`comparable` and `cmp.Ordered` — Optimize¶

Table of Contents¶

The cost of equality
== on big structs — what the compiler emits
Generic equality vs hand-written
Comparison-dominated hot loops
Choosing the right comparison strategy
Map keys and hashing cost
Sort comparators — operator vs cmp.Compare
slices.Sort vs sort.Slice
Real benchmark numbers
When NOT to optimize equality
Summary

The cost of equality¶

== is conceptually trivial: "are these two values the same?". In practice, the cost depends on the type:

Type	Cost of `==`
`bool`, `byte`, `int8`	one CPU instruction
`int`, `int64`, `float64`	one CPU instruction
`string`	length compare, then byte-by-byte (early exit on first difference)
pointer	one instruction (address compare)
array `[N]T`	O(N) — element-wise
struct	O(field count) — field-wise, recursive
interface	dynamic type check + recursive equality, can panic

For numeric scalars, equality is essentially free. For strings of length L, equality is up to L byte compares. For structs, equality is the sum of field equality costs. A struct with 50 string fields has 50 string compares per ==.

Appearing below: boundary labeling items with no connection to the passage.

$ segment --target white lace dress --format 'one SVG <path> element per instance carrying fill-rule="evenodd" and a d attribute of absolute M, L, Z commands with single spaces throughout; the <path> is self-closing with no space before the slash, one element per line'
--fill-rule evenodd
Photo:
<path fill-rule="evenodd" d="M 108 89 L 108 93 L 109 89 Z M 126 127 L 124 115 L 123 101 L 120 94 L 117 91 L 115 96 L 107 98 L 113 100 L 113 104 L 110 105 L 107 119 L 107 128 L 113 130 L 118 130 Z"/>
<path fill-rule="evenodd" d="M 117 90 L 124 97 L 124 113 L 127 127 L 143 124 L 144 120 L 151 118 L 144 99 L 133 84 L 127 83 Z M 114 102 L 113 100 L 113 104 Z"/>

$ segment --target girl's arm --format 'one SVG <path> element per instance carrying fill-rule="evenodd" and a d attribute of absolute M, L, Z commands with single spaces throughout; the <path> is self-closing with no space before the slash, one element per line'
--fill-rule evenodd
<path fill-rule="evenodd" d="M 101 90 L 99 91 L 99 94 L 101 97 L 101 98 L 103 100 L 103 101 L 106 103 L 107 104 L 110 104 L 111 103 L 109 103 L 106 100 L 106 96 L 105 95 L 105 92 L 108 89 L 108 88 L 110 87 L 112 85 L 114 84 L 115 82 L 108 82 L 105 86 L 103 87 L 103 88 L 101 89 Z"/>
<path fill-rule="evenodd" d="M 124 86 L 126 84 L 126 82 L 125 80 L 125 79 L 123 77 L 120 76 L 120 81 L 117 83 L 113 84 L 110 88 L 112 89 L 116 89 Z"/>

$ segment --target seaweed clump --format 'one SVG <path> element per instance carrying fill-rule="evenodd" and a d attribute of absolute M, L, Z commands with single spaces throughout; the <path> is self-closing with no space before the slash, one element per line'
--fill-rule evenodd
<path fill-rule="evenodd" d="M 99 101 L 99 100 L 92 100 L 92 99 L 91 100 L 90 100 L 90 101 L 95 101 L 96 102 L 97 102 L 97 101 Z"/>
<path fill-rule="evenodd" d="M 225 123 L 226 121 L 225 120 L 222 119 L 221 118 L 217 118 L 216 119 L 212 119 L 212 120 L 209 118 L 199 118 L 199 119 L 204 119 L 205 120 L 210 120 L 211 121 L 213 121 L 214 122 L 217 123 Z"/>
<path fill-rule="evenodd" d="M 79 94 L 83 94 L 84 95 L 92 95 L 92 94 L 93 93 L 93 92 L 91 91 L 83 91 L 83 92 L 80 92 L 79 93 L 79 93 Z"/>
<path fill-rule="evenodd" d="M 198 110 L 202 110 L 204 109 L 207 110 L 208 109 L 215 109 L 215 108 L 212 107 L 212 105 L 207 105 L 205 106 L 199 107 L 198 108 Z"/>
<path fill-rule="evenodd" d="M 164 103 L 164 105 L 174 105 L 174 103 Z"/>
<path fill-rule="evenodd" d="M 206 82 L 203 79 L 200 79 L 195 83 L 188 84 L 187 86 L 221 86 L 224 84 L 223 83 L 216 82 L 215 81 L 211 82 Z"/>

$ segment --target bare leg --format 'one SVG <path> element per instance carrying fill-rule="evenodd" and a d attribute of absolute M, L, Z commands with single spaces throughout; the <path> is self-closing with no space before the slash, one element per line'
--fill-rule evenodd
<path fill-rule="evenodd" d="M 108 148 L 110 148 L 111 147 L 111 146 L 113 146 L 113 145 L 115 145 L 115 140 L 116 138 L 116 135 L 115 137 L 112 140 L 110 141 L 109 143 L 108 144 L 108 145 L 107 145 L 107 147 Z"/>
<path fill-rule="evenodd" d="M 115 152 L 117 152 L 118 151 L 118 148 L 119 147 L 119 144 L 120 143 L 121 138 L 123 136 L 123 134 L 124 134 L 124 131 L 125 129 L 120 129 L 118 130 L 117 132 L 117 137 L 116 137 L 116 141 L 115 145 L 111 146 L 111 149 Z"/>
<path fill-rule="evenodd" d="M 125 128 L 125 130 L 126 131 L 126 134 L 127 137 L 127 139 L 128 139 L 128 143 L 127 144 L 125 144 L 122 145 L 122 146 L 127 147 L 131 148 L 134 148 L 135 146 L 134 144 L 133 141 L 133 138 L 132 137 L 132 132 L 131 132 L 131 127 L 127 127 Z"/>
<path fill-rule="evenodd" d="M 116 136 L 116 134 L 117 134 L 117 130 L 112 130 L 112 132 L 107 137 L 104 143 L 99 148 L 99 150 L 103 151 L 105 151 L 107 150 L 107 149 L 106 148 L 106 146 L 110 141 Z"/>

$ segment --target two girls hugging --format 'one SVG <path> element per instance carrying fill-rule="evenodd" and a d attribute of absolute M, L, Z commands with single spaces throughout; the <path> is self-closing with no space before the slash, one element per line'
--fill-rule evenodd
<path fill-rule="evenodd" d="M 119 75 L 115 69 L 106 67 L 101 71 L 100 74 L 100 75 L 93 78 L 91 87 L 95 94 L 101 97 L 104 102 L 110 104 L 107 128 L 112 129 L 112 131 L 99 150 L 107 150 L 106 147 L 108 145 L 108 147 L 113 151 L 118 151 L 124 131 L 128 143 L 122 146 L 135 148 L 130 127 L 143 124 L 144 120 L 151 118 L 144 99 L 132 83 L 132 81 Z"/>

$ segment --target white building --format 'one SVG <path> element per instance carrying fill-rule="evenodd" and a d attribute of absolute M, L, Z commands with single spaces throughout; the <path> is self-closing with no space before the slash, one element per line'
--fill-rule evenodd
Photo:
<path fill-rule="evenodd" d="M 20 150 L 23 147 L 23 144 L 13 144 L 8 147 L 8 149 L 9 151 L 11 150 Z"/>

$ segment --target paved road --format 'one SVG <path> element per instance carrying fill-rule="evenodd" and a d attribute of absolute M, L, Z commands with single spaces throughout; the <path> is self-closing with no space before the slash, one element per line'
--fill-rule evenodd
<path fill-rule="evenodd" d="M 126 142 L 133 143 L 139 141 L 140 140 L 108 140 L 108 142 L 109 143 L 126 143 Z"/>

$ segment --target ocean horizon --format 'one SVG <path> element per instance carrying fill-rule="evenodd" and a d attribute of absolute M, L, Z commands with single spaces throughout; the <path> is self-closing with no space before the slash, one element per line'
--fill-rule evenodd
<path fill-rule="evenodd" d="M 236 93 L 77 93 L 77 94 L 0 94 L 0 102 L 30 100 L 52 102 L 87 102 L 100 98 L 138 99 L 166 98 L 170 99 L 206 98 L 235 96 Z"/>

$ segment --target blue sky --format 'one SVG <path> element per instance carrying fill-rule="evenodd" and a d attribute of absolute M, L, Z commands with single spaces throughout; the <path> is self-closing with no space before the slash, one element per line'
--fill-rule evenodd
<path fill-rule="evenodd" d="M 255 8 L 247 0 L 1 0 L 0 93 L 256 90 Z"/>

In a hot loop that does millions of equalities per second, the difference between int keys and MyHugeStruct keys can be three orders of magnitude.

`==` on big structs — what the compiler emits¶

Consider:

type Big struct {
    A, B, C int
    Name    string
    Email   string
    Phone   string
}

func eq(a, b Big) bool { return a == b }

The compiler emits something like:

if a.A != b.A { return false }
if a.B != b.B { return false }
if a.C != b.C { return false }
if !runtime.eqstring(a.Name, b.Name) { return false }
if !runtime.eqstring(a.Email, b.Email) { return false }
if !runtime.eqstring(a.Phone, b.Phone) { return false }
return true

Each eqstring call is two comparisons (length + bytes). On a struct with mostly equal fields, equality runs the full chain. On a struct that differs in the first field, it short-circuits — but the compiler does not reorder fields; the order in source dictates the order in ==.

Optimization tip: order fields by likelihood of difference¶

Place the most discriminating fields first:

// If ID is unique, put it first
type Record struct {
    ID    int64    // discriminates fastest
    Name  string
    Tags  string
    Notes string
}

This is a micro-optimization; benchmark before relying on it. But for hot equality loops over wide structs, field order can be measurable.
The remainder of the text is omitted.